(Dag van de Zorg 2011)
‘Nou en toen kreeg ik dus met Pasen een hartinfarct. Op Eerste Paasdag. Nee, nou moet ik niet liegen, het was op Tweede Paasdag. En toen ben ik nog diezelfde avond gedotterd en toen ik…’
‘Dotteren? Wat is dat, dotteren?’
‘Bij dotteren maken ze eerst een snee boven in je been en dan proppen ze daar een soort ballonnetje in en dat sturen ze door je lijf. En dan huppekee, weg infarct!’
De man liet de uitleg langzaam knikkend tot zich doordringen.
‘En dan ben je d’r dus helemaal vanaf?’
‘Dan ben je d’r helemaal vanaf.’
De man kreeg een dromerige blik in zijn ogen. Liever vandaag nog een hartinfarct dan morgen, leek het wel.
‘Nou en toen zei die arts: meneer Van Dalen, nu moet u mij één ding beloven! Ik zei: dokter, als het maar niet is dat ik niet meer aan mijn vrouw mag zitten. Nee, zei-ie, u mag net zo vaak aan uw vrouw zitten als u maar wilt, als u er maar niet bij rookt. Nou, ik kreeg zowat weer een hartinfarct, maar dan van schrik!’
De man naast hem leefde zichtbaar mee.
‘En dat is gelukt?’
‘Wat is gelukt?’
‘Nou, dat je nu niet meer rookt.’
‘Ik zal je zeggen, ik heb het precies drie weken volgehouden. Maar dat waren drie weken van hoofdpijn, zenuwenaanvallen en ruzie met de vrouw. Na die drie weken zei ze, Jaap, ga alsjeblieft weer roken!’
‘En nu?’
“Nu rook ik dus voorzichtig weer wat. Niet veel hoor, een pakje shag per week. En alleen nog half zware. Dus vergeleken met vroeger rook ik eigenlijk niet meer, want toen rookte ik een pakje per dág. En alleen zware shag, want de rest vond ik rommel. Als ik toentertijd bijvoorbeeld een filtersigaretje van m’n vrouw pikte omdat mijn shag weer eens op was, had ik het idee dat ik hem eigenlijk niet eens hoefde aan te steken, zo weinig proefde je ervan. Kinderspul was het. Ik zei wel eens tegen mijn vrouw: waarom rook jij eigenlijk, je proeft er toch niets van!’
De man naast hem keek peinzend naar het plafond.
‘Dat ballonnetje waar je het net over had, dat sturen ze dus door je lijf heen. Maar hoe sturen ze dat dan?’

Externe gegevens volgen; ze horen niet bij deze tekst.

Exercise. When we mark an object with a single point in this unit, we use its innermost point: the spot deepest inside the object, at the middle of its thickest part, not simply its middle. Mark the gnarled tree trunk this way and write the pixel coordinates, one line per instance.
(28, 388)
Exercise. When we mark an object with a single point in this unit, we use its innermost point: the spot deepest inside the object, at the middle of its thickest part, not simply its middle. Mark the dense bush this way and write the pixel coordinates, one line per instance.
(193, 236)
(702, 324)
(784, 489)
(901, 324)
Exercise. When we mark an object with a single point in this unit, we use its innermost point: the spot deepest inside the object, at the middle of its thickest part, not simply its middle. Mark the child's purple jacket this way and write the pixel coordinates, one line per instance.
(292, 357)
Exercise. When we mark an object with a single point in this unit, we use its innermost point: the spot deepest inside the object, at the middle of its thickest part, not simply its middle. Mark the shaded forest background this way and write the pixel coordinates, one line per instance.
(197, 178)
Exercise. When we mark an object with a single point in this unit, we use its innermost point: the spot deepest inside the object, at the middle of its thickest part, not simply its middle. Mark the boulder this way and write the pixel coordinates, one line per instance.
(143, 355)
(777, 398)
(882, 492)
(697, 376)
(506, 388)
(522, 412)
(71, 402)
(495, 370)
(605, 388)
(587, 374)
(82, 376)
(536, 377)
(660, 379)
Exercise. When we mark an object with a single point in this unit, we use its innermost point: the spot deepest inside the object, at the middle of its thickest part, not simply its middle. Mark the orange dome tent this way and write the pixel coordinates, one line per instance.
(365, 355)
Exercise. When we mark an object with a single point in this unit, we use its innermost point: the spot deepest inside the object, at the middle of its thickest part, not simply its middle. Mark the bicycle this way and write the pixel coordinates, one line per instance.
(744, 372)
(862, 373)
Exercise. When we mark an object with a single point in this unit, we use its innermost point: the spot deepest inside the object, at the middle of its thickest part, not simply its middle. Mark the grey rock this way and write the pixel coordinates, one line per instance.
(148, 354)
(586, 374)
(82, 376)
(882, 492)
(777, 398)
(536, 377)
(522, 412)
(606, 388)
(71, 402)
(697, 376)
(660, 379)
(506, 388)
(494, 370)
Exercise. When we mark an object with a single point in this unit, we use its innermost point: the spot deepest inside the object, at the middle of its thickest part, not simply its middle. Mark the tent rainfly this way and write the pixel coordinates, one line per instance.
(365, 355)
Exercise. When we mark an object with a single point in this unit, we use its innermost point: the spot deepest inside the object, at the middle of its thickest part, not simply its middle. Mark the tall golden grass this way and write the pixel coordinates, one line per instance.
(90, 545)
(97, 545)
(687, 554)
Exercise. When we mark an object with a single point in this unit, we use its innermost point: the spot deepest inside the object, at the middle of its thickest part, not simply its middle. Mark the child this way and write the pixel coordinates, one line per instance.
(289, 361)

Zijn buurman haalde de schouders op.
‘Tja, daar vraag je me wat. Hoe ze dat precies doen weet ik niet want je bent daar zelf niet bij. Ik bedoel, je bent er wel bij natuurlijk, maar je zit van onder tot boven onder de narcose, dus je beleeft het niet echt, zal ik maar zeggen. Ik kreeg iets te drinken toen ik op die tafel lag. En die dokter zei nog: welterusten, meneer Van Dalen. En ik wilde nog welterusten terugzeggen, voor de grap natuurlijk, maar toen was ik al weg! En toen ik weer bijkwam lag ik heel ergens anders. Andere zaal, ander bed, andere patiënten. Ik begon even aan mijzelf te twijfelen! Maar toen was het dus een halve dag later. Beetje misselijk was ik nog wel, maar geen infarct meer dus.’
De man naast hem knikte weer langzaam, maar was toch blijkbaar niet tevreden met de uitleg.
‘Zit er soms een touwtje aan?’
‘Waaraan?’
‘Aan dat ballonnetje. Trekken ze dat door je lijf heen soms? Of dúwen ze het er doorheen?’
‘Ja, hoor eens, nu moet je niet van die moeilijke vragen gaan stellen. Ik zei al dat ik er zelf niet bij was, dus ik heb ook niet kunnen zien hoe ze dat doen.’
‘Je had het toch kunnen vragen aan die dokter?’
‘Die dokter? Die zie je maar één keer als ie naast je staat met dat mes in zijn hand. Daarna is ie van de aardbodem verdwenen. Zou ik trouwens ook doen als ik iemand zo’n jaap in zijn been had bezorgd.’
‘En de zusters? Had je het niet aan de zusters kunnen vragen hoe dat in zijn werk gaat? Kijk, daar ben ik nou benieuwd naar!’
‘De zusters? Die hebben daar geen tijd voor, man! Die hollen de hele dag heen en weer met pilletjes en poeders. En die weten dat ook niet. Die leren hoe ze een po onder je reet moeten duwen en dweilen de boel op als het mis gaat. Nee, als je die zo bezig ziet de hele dag door vraag je je wel eens af of ze ook niet allemaal aan een hartinfarct toe zijn. Maar ze zijn nog jong natuurlijk, dat scheelt.’